Improving the scatter plot

The scatter plot is ubiquitous, and deservedly so. But a simple scatter plot:

has far too little information. The enhanced scatter plot I showed in the first figure adds several things:

  • A regression line: That’s the straight line
  • A loess smoothed line: That’s the sort of wavy line. It’s a nonparametric smoother of the data. The fact that it doesn’t deviate much from the straight line is an indicator that linear regression is fairly appropriate here.
  • Labels for each point. Here, they are states and the variables are unemployment and infant mortality.
  • Kernel density plots for each variable, a good univariate graphic.
  • A confidence ellipse, letting you see that DC and Mississippi are bivriate outliers.

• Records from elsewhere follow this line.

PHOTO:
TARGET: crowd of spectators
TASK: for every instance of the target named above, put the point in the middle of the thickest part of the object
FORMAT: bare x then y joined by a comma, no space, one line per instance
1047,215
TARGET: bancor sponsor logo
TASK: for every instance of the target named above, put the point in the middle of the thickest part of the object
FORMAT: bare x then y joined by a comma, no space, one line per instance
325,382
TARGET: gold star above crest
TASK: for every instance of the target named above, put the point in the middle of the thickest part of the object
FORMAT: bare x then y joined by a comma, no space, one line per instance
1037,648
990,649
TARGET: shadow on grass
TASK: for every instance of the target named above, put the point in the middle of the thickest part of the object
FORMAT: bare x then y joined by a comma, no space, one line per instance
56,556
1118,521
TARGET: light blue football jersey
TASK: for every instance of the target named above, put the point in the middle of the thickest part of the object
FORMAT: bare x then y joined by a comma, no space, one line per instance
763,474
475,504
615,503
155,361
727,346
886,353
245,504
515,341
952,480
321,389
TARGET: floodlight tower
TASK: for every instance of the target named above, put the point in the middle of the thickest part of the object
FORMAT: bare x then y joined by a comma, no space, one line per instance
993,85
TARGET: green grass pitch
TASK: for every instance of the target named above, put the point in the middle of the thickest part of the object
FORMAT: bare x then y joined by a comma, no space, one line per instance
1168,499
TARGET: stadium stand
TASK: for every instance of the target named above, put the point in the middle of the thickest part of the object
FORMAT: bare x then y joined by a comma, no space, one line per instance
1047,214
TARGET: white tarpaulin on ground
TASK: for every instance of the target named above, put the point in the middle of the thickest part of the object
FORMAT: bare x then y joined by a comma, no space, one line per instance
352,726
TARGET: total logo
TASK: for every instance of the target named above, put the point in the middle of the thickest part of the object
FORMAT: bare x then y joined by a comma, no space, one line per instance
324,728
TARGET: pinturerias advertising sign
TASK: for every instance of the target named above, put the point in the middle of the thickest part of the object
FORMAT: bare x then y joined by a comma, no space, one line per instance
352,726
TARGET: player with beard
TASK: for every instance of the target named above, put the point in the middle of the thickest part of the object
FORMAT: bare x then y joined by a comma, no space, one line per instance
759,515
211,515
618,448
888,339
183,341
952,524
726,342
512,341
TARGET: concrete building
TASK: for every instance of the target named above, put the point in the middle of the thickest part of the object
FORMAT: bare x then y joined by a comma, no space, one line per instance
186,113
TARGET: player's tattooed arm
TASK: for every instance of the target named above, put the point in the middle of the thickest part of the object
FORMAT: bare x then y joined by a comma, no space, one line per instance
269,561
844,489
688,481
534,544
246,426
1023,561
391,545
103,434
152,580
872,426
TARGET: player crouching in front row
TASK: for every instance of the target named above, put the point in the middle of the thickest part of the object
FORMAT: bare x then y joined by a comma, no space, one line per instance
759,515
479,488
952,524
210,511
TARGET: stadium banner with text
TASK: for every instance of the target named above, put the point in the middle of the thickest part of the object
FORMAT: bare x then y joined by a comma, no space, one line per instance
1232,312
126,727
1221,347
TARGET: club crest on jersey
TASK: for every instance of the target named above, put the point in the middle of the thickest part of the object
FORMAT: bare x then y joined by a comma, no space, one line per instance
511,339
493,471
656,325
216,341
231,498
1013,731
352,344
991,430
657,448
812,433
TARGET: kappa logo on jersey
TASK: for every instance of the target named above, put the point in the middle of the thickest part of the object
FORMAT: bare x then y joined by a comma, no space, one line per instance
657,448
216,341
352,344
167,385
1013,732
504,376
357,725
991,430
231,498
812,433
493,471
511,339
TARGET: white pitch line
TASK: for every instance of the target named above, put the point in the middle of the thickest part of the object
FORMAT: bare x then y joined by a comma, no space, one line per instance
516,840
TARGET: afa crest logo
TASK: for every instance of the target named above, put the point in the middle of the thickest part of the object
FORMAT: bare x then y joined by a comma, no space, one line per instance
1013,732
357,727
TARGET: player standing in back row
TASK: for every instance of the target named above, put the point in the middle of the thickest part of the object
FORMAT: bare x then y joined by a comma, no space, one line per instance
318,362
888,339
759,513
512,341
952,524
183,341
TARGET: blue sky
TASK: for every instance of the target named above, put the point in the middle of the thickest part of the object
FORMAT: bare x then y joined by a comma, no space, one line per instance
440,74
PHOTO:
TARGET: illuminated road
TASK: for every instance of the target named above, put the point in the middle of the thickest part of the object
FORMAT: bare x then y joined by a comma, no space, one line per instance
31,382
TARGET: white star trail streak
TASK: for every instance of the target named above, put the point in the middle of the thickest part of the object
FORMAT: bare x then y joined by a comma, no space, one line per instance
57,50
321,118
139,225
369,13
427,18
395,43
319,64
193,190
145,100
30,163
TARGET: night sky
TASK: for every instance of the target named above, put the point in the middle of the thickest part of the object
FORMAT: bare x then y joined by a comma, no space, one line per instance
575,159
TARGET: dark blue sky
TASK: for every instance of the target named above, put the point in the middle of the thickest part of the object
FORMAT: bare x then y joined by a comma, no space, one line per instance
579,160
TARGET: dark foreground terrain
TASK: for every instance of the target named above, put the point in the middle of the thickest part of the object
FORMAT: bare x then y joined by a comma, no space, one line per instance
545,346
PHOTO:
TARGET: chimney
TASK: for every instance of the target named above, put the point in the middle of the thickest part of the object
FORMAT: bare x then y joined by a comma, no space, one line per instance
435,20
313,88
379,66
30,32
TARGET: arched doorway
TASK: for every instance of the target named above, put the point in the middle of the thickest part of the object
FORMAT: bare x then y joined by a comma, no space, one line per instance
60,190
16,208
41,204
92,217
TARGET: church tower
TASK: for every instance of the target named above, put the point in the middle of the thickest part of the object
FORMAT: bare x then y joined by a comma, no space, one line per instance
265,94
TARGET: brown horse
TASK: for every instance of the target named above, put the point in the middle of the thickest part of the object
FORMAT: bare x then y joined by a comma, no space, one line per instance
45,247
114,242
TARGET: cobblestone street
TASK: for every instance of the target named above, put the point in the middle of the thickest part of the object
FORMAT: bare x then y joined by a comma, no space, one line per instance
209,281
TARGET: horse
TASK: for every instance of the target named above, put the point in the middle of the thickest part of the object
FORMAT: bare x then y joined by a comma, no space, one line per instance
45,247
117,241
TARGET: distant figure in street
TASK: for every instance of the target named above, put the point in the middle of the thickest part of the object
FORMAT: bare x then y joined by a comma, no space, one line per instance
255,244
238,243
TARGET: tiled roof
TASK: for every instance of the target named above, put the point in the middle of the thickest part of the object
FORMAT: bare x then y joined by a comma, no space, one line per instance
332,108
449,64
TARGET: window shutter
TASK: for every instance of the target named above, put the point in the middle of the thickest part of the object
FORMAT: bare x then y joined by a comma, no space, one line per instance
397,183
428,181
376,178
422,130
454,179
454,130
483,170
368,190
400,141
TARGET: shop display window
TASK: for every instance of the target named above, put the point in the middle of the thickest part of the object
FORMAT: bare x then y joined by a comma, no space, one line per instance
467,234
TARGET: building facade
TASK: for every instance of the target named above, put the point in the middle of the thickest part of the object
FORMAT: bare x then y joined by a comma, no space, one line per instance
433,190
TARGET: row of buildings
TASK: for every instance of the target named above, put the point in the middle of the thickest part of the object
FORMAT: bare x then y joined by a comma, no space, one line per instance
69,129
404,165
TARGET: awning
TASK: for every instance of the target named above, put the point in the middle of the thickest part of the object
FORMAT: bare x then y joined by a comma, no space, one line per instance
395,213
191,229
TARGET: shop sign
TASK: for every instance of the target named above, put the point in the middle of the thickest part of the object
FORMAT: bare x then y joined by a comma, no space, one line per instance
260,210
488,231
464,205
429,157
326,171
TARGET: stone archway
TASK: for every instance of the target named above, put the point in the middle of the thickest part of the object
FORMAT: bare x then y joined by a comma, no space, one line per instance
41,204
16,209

I created the fancy version in SAS. My code was:

PROC IMPORT OUT= WORK.UnempIM 
DATAFILE= "C:\personal\Graphics\UnEmpChildMort.csv"
DBMS=CSV REPLACE;
GETNAMES=YES;
DATAROW=2;
RUN;

which gets the data.

proc template;
define statgraph scatdens2;
begingraph; *BEGIN DEFINING THE GRAPH;
entrytitle "Scatter plot with density plots";
*CREATE A TITLE;
layout lattice/columns = 2 rows = 2
columnweights = (.8 .2) rowweights = (.8 .2)
columndatarange = union rowdatarange = union;
*LAYOUT LATTICE...SETS UP A GRID OF GRAPHS;
*COLUMNWEIGHTS AND ROWWEIGHTS SETS
THE RELATIVE SIZE OF THE INDIVIDUAL
COLUMNS AND ROWS;
columnaxes;
columnaxis /label = 'Unemployment (%)'
griddisplay = on;
columnaxis /label = '' griddisplay = on;
endcolumnaxes;
*COLUMNAXES SETS PARTICULAR
CHARACTERISTICS OF COLUMNS;
*THE SECOND ONE HAS NO LABEL (NONE WOULD FIT);
rowaxes;
rowaxis /label = 'Infant Mortality (per XXX)'
griddisplay = on;
rowaxis /label = '' griddisplay = on;
endrowaxes;
layout overlay; *STARTS THE ACTUAL GRAPHING OF DOTS ETC;
scatterplot x = unemployment y = infantmortality/datalabel = stateab;
*GRAPHS THE DOTS;
loessplot x = unemployment y = infantmortality;
loessplot x = unemployment
y = infantmortality/smooth = 1;
ellipse x = unemployment y = infantmortality
/type = predicted;
entry "Prediction ellipse (" {unicode alpha}"=.05)"/autoalign = auto textattrs = (color = red);
endlayout;
densityplot infantmortality/orient = horizontal kernel();
densityplot unemployment / kernel ();
endlayout;
endgraph;
end;
run;

which sets up a template for use by the graph template language (the stuff after a * is commentary on what that part of the code does. For more, see my paper on scatter plots.

and

options nodate nonumber ;
title;
title2;
ods pdf file = "c:\personal\presentations\SASGF14\scatterdens.pdf";
proc sgrender data = UnempIM template = scatdens2;
*NOW WE RENDER THE TEMPLATE WE CREATED;
run;
ods pdf close;

which makes a plot.

Of course, you might want other information in some cases. If either variable was discrete, you might add histograms instead of density plots. You might want to color code the points (e.g. I could have color coded for region of the country. You might want several different loess lines; or, if there were discontinuities, you might want to use wavelets to generate the line.